• Real Madrid alza su undécima Súper Copa, tras hacerlo por última vez en 2017: Doblega en penales al Atlético de Madrid, en Arabia

  • Zidane alcanza su décimo título en su historia con los “merengues”

Como en la final de la Champions de 2016, el Madrid superó al Atlético en la tanda de penaltis tras empatar sin goles: en un partido que fue creciendo en intensidad con el paso de los minutos para desembocar en una prórroga vertiginosa, el Madrid se llevó la Supercopa. Ocurrió en Yeda (Arabia), donde el Madrid fue más preciso en la tanda de desempate.

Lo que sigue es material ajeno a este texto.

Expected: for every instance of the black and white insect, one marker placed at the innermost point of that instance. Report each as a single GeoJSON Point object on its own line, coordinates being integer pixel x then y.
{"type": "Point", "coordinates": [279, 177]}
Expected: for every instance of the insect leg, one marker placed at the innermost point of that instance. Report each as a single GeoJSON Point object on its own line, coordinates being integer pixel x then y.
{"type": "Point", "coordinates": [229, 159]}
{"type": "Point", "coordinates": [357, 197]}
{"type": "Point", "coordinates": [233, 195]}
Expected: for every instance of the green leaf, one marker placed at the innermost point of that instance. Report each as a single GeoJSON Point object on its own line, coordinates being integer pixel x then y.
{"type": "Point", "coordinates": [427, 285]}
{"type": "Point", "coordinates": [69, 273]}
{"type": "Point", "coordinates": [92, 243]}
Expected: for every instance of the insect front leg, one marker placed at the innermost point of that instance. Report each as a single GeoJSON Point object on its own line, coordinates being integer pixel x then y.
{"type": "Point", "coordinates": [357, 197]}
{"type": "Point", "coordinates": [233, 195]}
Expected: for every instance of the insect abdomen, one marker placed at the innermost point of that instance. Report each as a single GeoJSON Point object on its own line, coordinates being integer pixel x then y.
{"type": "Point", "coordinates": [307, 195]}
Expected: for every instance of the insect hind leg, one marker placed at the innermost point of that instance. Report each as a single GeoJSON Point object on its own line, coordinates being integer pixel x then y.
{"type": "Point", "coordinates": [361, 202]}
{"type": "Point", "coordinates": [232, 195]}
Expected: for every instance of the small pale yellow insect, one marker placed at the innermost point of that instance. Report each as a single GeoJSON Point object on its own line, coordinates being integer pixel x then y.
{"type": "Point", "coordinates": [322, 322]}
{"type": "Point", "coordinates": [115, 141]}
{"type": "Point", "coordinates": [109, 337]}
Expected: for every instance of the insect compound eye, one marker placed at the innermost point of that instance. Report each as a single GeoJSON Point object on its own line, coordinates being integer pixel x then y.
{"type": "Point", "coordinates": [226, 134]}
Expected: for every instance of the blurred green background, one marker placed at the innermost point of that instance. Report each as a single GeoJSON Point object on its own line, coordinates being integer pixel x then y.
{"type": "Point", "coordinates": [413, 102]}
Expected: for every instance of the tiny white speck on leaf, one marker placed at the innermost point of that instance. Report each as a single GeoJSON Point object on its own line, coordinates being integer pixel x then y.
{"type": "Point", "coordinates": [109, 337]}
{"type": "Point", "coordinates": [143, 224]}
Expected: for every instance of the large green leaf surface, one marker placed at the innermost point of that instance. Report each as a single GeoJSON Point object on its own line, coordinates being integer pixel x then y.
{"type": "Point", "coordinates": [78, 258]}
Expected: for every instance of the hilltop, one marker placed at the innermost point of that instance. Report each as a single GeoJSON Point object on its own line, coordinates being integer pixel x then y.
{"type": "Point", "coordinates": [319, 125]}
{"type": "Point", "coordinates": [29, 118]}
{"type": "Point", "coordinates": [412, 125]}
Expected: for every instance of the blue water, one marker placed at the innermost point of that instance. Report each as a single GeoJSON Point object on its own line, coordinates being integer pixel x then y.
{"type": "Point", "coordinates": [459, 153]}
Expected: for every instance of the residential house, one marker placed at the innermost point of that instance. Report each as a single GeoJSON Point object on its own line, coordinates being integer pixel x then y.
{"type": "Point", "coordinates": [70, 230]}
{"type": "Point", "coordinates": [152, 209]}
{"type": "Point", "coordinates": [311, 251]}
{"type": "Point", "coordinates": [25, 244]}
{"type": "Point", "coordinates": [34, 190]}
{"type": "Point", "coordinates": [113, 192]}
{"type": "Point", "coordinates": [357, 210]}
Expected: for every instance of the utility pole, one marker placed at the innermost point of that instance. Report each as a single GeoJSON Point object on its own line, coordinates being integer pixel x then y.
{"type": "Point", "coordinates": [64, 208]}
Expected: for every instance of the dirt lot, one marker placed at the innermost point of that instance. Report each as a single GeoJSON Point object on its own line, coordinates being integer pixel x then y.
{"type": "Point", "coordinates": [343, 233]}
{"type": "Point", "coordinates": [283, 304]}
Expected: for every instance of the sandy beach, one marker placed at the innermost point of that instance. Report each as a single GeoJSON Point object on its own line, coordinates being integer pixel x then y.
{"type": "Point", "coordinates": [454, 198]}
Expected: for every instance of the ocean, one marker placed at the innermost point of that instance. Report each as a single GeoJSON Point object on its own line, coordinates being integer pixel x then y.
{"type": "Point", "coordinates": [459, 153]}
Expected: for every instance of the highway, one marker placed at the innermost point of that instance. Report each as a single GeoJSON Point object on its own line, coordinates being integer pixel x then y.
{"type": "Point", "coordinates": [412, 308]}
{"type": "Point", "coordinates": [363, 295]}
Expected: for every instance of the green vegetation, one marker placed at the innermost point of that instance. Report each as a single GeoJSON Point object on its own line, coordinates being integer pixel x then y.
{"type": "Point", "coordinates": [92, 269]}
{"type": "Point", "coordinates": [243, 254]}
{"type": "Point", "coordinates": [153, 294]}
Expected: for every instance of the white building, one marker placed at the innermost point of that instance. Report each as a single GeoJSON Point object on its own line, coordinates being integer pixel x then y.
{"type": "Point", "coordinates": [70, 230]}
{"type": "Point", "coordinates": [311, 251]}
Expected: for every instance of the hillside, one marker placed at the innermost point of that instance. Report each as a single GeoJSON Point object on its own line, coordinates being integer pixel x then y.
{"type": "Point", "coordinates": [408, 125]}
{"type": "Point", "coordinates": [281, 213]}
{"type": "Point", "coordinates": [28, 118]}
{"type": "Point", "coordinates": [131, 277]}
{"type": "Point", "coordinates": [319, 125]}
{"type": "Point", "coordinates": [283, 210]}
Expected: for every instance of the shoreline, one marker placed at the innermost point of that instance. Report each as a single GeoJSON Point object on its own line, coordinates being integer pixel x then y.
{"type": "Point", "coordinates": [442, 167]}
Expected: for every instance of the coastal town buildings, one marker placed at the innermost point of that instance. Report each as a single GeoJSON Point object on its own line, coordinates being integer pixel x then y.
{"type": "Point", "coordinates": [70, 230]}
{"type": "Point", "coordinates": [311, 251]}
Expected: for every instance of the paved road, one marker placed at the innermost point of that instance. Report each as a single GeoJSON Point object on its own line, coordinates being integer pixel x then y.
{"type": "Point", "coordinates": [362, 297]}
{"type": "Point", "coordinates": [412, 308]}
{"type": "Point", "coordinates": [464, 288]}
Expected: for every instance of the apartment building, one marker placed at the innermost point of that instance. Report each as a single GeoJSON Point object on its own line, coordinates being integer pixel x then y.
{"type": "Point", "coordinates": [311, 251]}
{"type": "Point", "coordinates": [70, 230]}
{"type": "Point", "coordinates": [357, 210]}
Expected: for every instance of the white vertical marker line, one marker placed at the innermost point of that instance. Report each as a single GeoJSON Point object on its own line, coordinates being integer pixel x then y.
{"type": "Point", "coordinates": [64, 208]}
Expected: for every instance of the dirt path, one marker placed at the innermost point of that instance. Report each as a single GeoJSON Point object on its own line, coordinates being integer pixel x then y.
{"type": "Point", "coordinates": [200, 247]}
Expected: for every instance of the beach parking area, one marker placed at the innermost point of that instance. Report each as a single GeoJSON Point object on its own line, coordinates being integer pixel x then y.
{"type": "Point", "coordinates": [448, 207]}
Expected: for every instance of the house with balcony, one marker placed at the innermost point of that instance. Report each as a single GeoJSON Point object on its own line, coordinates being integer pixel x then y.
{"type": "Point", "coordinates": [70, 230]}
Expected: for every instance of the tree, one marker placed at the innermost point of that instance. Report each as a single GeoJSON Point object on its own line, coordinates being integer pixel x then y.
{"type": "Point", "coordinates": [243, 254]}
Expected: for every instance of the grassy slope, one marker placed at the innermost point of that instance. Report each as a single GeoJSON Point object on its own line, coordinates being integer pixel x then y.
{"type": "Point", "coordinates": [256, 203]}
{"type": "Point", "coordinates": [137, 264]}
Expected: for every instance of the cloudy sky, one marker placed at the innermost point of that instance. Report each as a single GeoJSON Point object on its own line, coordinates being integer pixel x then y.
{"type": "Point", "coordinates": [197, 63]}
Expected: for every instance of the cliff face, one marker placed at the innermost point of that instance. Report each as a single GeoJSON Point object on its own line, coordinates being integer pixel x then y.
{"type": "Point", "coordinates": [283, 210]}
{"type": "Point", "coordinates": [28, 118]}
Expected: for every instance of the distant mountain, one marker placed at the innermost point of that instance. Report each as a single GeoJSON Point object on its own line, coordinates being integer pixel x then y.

Zidane mantuvo el guion que tan bien le funcionó ante el Valencia para conquistar su décimo titulo como “merengue”: Casemiro, Kroos y Valverde como tridente en el centro del campo, con Isco y Modric en la creación y Jovic como único delantero.

También Simeone se aferró al plan que le había llevado a la final: recuperó a Giménez en el centro de la defensa y confió plenamente en la capacidad de Correa y Saúl como alfiles y sobre todo, de Joao Félix en la mediapunta y de Morata de ‘nueve’.

EL PLAN PREVISTO

Más cómodo con el balón aunque sin profundidad, el Real Madrid empezó dominando frente a un Atlético que se siente cómodo con un bloque bajo. Los de Simeone se defendieron con orden, siempre solidarios, mientras el Madrid movía el balón de banda a banda, con Isco y Modric intercambiando posiciones y los tres pivote pisando la frontal del área de Oblak con frecuencia.

Vertical por definición, el Atlético buscó la espalda de Ramos y Varane: Morata estuvo a punto de provocar un penalti de Courtois en la primera acción de peligro del partido, pero el belga llegó a tiempo para despejar limpiamente el balón. Correspondió Casemiro con un disparo de media distancia y después, con un remate de cabeza que se fue por encima del larguero.

Frente a la timidez de los laterales del Atlético, más defensivos que creativos, Carvajal y Mendy intentaron profundizar por sus bandas. El francés, que no es precisamente un prodigio con el balón en los pies, estuvo a punto de darle un disgusto a Oblak tras un autopase a Trippier y un remate al palo corto. Poco más ofreció la primera parte, jugada a ritmo lento, un mero trámite entre dos equipos que se temen y se respetan.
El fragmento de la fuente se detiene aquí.